The Costanoans pursued life as they had for thousands of years when the Spanish arrived to institute the mission system. Within half a century, a chain of missions staffed with padres stretched from Sonoma to San Diego. The Costanoan religion, based on sun worship, brought only disapproving glances from their new masters who sought to convert them to Christianity. And on the heels of Spanish exploration, the Indians at Half Moon Bay faced a crisis threatening their very existence.

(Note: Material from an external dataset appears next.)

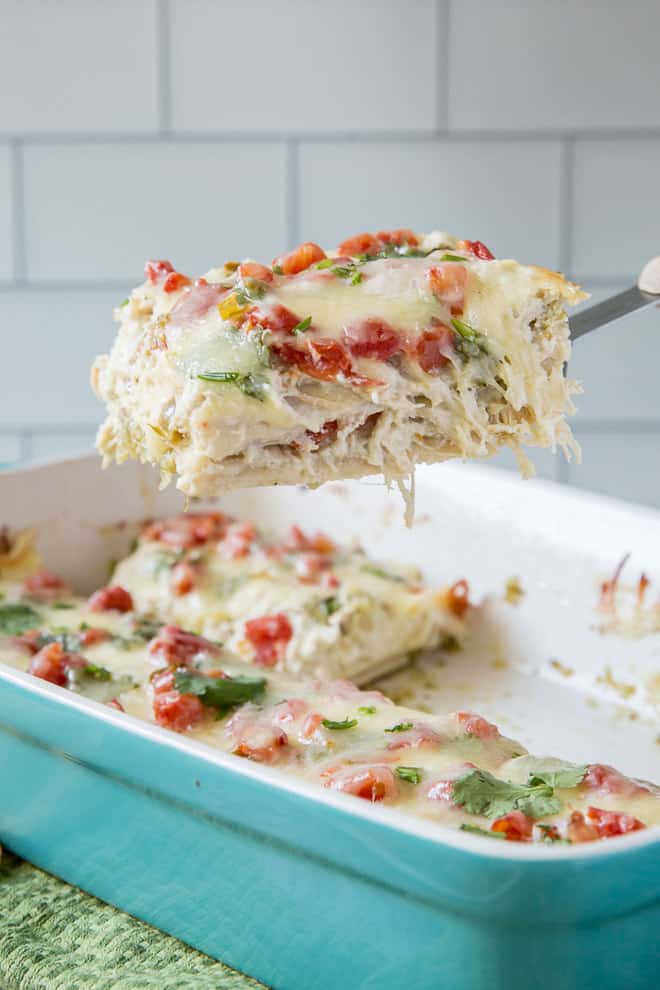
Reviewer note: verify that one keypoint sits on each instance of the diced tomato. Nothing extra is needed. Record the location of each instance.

It all began innocently enough with the missionaries' peaceful visits to neighboring tribes, always accompanied by a guard of Spanish soldiers. On these occasions, the missionaries used the art of persuasion to endorse the new religion. The response was not always encouraging.

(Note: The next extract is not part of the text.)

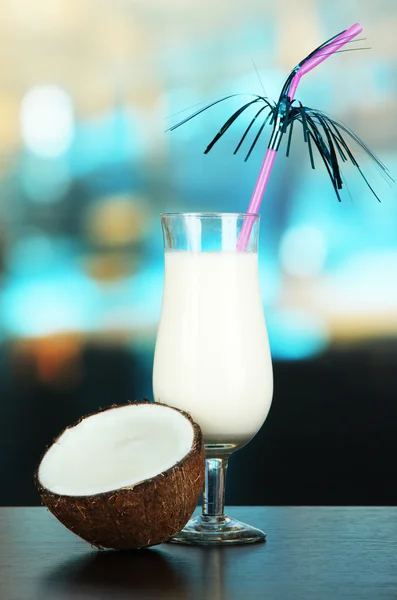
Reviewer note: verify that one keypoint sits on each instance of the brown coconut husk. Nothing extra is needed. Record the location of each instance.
(141, 515)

But the padres, whose glowing reports promised an abundant life at the mission, passed out irresistible samples of succotash and other tasty delights. If all else failed, the Spanish soldiers with their strange firearms tended to frighten the Indians, whose simple weapons consisted of the bow and arrow.

At every opportunity along the way, the padres performed baptisms. They dipped into the Old Testament, replacing original native names with new Christian ones. At San Gregorio, Chief Isuu was christened Juan de los Santos. But soon the reservoir of names ran out, and practically everyone was called Jose.

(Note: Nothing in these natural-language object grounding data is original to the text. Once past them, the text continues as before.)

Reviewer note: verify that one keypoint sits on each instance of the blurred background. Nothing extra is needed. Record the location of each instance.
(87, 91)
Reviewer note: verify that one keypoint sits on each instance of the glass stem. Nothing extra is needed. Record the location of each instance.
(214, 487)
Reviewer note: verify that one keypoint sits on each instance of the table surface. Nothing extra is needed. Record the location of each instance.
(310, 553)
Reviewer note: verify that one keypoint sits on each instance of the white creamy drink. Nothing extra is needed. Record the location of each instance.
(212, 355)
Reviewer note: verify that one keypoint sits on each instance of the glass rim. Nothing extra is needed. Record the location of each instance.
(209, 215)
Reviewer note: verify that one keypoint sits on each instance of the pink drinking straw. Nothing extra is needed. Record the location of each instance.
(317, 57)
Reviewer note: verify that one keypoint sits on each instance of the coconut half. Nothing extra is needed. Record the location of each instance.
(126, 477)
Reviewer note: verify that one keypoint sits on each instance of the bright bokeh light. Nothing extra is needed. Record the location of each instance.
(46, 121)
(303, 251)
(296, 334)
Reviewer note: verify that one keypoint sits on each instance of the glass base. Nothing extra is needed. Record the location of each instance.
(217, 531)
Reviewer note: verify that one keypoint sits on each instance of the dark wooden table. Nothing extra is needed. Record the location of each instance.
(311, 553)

Despite strict regulations forbidding missionaries to spend even one night in an Indian village, their methods paid off. Before long, the padres performed a Christian burial at the village of Shalaihme (Purissima Creek). Entire tribelets converted to the new religion and native villages dissolved. By 1800, all of Half Moon Bay's Indians experienced the process of conversion.

The majority were taken to the San Francisco Mission Outpost at Pedro Valley where the Sanchez adobe now stands in Pacifica. Chief Lachigi, along with 30 of his followers from the village of Zucigim (San Gregorio), joined the mushrooming number of converts.

Here, they learned a different lifestyle employed as mission laborers. Many appeared in new roles as talented masons, carpenters, vaqueros, tailors, blacksmiths, weavers, seamstresses and woodcutters.

Later, an epidemic wiped out one third of the mission Indian population. Among them were Half Moon Bay Indians who perished in great numbers from such European diseases as measles, mumps, malaria and small pox.

Editor's note: The name for the coastal tribes, Costanoan, is believed to have derived from the Spanish word, Costeno - people of the coast. Many scholars now call these people the Ohlone. If you want to know more about the fascinating people who lived here first, read The Ohlone Way by Malcolm Margolin (Heydey Books, Berkeley, CA 1978).